“There is a great deal connected with it, or rather my side of it,” he declared, “which I shall never tell you.”
“You trust me?” she asked a little timidly, “You don’t think that I should betray you to my husband?”
He laughed the idea to scorn.
“It isn’t that,” he assured her. “The machinery I have knocked into shape is crude in its way, but the lives and liberty of those underneath depend upon its workings.”
“It sounds mysterious,” she confessed.
“If you say that it is to be an alliance, Josephine,” he decided, “it shall be. I need your help enormously, but you must make up your mind, before you say the last word, to run a certain measure of risk.”
“What risk is there for me to run?” she asked, with a smile of confidence. “What measure of unhappiness could be crowded into my life which is not already there? I insist upon it—John—that you accept me as an ally without any more hesitation.”
He bent and kissed her hands.
“This, then, is final,” he said. “Within the next twenty-four hours you will be ready if necessary?”
“I am ready now—any time—always,” she promised him.

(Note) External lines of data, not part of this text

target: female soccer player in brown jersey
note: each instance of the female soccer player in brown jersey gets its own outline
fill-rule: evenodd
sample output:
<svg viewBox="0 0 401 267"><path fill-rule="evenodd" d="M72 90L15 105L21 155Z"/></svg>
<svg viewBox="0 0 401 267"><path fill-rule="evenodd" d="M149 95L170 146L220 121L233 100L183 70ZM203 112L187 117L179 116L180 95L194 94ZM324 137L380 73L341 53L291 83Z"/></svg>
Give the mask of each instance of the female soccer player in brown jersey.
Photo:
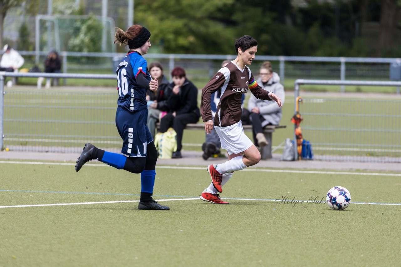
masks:
<svg viewBox="0 0 401 267"><path fill-rule="evenodd" d="M215 204L228 204L220 199L222 186L231 178L233 172L255 165L260 161L260 153L253 143L244 133L241 123L241 96L248 90L256 98L276 101L282 106L281 100L256 83L251 65L257 51L257 42L249 35L235 42L237 58L221 68L202 89L200 113L205 129L210 133L213 127L219 135L221 147L227 151L229 160L221 164L207 167L212 183L202 192L200 199ZM211 96L220 92L220 102L214 121L210 108Z"/></svg>

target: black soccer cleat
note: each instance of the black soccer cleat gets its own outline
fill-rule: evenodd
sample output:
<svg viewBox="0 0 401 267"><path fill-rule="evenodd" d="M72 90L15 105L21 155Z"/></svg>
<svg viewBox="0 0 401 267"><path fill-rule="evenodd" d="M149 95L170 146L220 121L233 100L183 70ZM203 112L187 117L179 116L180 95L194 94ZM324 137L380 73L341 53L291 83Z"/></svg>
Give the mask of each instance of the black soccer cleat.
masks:
<svg viewBox="0 0 401 267"><path fill-rule="evenodd" d="M163 206L154 200L149 202L139 201L138 209L152 209L158 211L168 211L170 208L167 206Z"/></svg>
<svg viewBox="0 0 401 267"><path fill-rule="evenodd" d="M90 143L85 144L85 146L83 149L82 153L81 153L81 156L77 161L75 171L77 172L79 171L84 164L92 160L93 158L92 154L95 148L95 146Z"/></svg>

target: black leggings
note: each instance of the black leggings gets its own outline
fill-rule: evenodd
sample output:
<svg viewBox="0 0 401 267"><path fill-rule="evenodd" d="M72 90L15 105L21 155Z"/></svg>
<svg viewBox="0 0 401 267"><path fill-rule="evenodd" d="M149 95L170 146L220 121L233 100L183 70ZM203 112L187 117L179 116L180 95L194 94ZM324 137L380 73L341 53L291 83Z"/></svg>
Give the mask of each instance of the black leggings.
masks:
<svg viewBox="0 0 401 267"><path fill-rule="evenodd" d="M148 152L146 157L128 157L123 169L134 173L140 173L144 170L152 171L156 168L157 161L157 150L152 141L148 144Z"/></svg>

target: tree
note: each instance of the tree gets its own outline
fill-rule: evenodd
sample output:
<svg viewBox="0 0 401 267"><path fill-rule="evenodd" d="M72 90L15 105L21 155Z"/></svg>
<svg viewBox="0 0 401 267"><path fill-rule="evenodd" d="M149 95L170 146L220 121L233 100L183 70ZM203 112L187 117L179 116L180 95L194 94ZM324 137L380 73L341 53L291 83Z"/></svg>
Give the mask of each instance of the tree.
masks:
<svg viewBox="0 0 401 267"><path fill-rule="evenodd" d="M379 30L378 56L392 48L394 34L401 18L401 4L399 0L382 0Z"/></svg>
<svg viewBox="0 0 401 267"><path fill-rule="evenodd" d="M37 12L39 0L0 0L0 47L3 47L3 34L4 32L4 20L10 8L20 7L22 3L26 10L31 14Z"/></svg>

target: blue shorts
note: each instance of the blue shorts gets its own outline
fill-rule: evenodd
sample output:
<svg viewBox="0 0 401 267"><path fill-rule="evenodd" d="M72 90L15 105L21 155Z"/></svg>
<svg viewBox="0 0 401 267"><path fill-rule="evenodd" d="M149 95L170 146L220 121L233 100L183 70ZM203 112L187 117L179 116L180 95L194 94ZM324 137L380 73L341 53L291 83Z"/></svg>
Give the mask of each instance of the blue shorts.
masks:
<svg viewBox="0 0 401 267"><path fill-rule="evenodd" d="M146 123L148 109L132 112L119 106L115 125L123 139L121 153L132 157L146 156L148 144L153 140Z"/></svg>

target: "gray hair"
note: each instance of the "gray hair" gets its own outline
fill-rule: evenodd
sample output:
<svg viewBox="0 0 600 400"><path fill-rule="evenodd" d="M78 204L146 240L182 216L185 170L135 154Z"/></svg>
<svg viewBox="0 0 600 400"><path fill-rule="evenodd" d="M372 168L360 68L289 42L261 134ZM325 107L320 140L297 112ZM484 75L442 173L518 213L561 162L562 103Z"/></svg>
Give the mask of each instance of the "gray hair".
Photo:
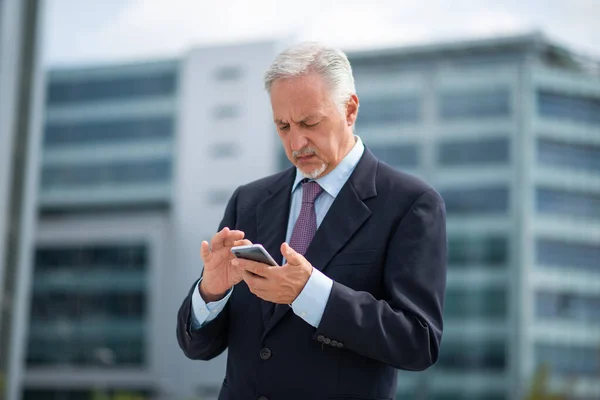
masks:
<svg viewBox="0 0 600 400"><path fill-rule="evenodd" d="M340 114L345 115L348 99L356 93L354 77L346 54L333 47L305 42L279 53L265 73L265 89L270 95L276 80L309 73L325 80Z"/></svg>

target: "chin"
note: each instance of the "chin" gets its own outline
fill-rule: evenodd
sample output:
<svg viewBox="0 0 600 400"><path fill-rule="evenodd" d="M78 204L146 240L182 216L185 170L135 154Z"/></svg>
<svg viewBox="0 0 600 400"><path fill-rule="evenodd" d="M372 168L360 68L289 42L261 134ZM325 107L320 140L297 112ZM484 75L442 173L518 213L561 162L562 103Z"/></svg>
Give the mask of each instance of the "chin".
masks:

“My dears,” Lady Amesbury said, as she stood surrounded by her guests on the hearth rug of her drawing-room, “you know what my Sunday night dinner parties are—all sorts and plenty of them, and never a dull man or a plain woman if I can help it. To-night I’ve got a new man. He’s not much to look at, but they tell me he’s a multimillionaire and making all the poor people of the country miserable. He’s doing something about making bread dearer. I never did understand these things.”

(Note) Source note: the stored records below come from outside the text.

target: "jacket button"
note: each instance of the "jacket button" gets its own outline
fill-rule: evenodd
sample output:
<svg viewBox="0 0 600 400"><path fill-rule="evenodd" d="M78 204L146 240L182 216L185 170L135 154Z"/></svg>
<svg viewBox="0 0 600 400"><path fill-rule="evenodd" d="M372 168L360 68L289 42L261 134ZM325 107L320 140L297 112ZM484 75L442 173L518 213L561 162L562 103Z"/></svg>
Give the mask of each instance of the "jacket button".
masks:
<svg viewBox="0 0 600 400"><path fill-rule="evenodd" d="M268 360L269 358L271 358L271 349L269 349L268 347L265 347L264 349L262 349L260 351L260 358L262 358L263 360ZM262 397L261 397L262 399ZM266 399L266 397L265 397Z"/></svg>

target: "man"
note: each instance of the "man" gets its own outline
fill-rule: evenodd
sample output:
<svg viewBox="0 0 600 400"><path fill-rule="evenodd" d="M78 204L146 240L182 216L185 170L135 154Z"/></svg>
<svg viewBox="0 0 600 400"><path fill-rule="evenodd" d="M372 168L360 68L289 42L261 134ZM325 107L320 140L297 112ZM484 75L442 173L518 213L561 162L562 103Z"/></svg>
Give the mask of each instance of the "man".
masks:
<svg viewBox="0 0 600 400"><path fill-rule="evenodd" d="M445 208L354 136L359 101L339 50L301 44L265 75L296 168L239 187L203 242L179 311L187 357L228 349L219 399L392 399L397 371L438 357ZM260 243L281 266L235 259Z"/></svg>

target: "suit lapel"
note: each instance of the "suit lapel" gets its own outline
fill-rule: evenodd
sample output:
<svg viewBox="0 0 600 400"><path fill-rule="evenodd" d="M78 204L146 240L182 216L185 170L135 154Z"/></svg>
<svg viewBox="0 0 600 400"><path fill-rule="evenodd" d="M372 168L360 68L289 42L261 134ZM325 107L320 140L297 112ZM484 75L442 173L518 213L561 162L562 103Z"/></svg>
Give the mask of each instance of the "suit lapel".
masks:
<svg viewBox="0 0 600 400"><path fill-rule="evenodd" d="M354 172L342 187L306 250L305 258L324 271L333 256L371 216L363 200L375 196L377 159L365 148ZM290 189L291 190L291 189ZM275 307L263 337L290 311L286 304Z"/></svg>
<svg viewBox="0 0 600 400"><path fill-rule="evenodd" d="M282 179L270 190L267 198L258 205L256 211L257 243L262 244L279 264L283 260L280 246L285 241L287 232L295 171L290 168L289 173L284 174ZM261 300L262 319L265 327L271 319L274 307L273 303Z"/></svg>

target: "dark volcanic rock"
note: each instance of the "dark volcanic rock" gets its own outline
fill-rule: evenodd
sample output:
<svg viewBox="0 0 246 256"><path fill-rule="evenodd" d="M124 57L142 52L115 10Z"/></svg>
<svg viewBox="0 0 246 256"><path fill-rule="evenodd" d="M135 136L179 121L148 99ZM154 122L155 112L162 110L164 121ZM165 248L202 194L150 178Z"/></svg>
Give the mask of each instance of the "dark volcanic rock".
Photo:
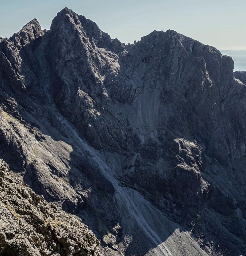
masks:
<svg viewBox="0 0 246 256"><path fill-rule="evenodd" d="M0 39L0 157L80 218L62 226L56 248L66 249L52 253L97 255L82 221L105 255L245 254L246 86L233 69L173 30L125 46L67 8L49 31L35 19ZM11 230L2 250L13 250ZM89 233L94 242L80 242ZM40 239L39 253L50 255Z"/></svg>

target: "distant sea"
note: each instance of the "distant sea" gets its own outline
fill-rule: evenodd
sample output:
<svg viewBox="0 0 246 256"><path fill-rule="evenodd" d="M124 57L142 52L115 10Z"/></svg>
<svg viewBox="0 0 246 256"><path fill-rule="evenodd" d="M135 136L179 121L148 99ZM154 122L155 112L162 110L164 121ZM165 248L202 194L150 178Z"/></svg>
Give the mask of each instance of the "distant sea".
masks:
<svg viewBox="0 0 246 256"><path fill-rule="evenodd" d="M220 51L220 52L232 57L234 62L234 71L246 71L246 50L226 50Z"/></svg>

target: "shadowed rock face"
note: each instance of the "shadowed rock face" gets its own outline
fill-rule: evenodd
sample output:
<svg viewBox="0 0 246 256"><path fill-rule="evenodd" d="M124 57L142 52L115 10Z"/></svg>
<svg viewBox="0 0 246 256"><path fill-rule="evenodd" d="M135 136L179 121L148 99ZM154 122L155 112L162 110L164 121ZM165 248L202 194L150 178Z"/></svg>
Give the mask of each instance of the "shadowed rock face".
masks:
<svg viewBox="0 0 246 256"><path fill-rule="evenodd" d="M80 223L82 240L68 221L71 241L39 253L245 254L246 85L233 69L172 30L125 45L67 8L50 30L35 19L0 39L0 158ZM21 255L7 232L0 249Z"/></svg>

“Heavens, you don’t mean Peter Phipps!” Sarah exclaimed.
“His very name,” her aunt declared. “How did you guess it, my dear? Here he is. Be quiet, all of you, and watch Grover announce him. He’s such a snob—Grover. He hates a Mister, anyhow, and ‘Peter Phipps’ will dislocate his tongue.”
Lady Amesbury was disappointed. Grover had marched with the times, and the presence of a millionaire made itself felt. His announcement was sonorous and respectful. Mr. Peter Phipps made his bow to his hostess under completely auspicious circumstances.
“So kind of you not to forget, Mr. Phipps,” she murmured. “My Sunday parties are always viva voce invitations, and what between not remembering whom I’ve asked, and not knowing whether those I’ve asked will remember, I generally find it horribly difficult to arrange the places. We are all right tonight, though. Only two missing. Who are they, Sarah?”
“Josephine and Mr. Wingate,” Sarah replied, with a covert glance at Phipps.
“Of course! And thank goodness, here they are! Together, too! If there’s anything I love, it’s to start one of my dinners with a scandal. Josephine, did you bring Mr. Wingate or did he bring you?”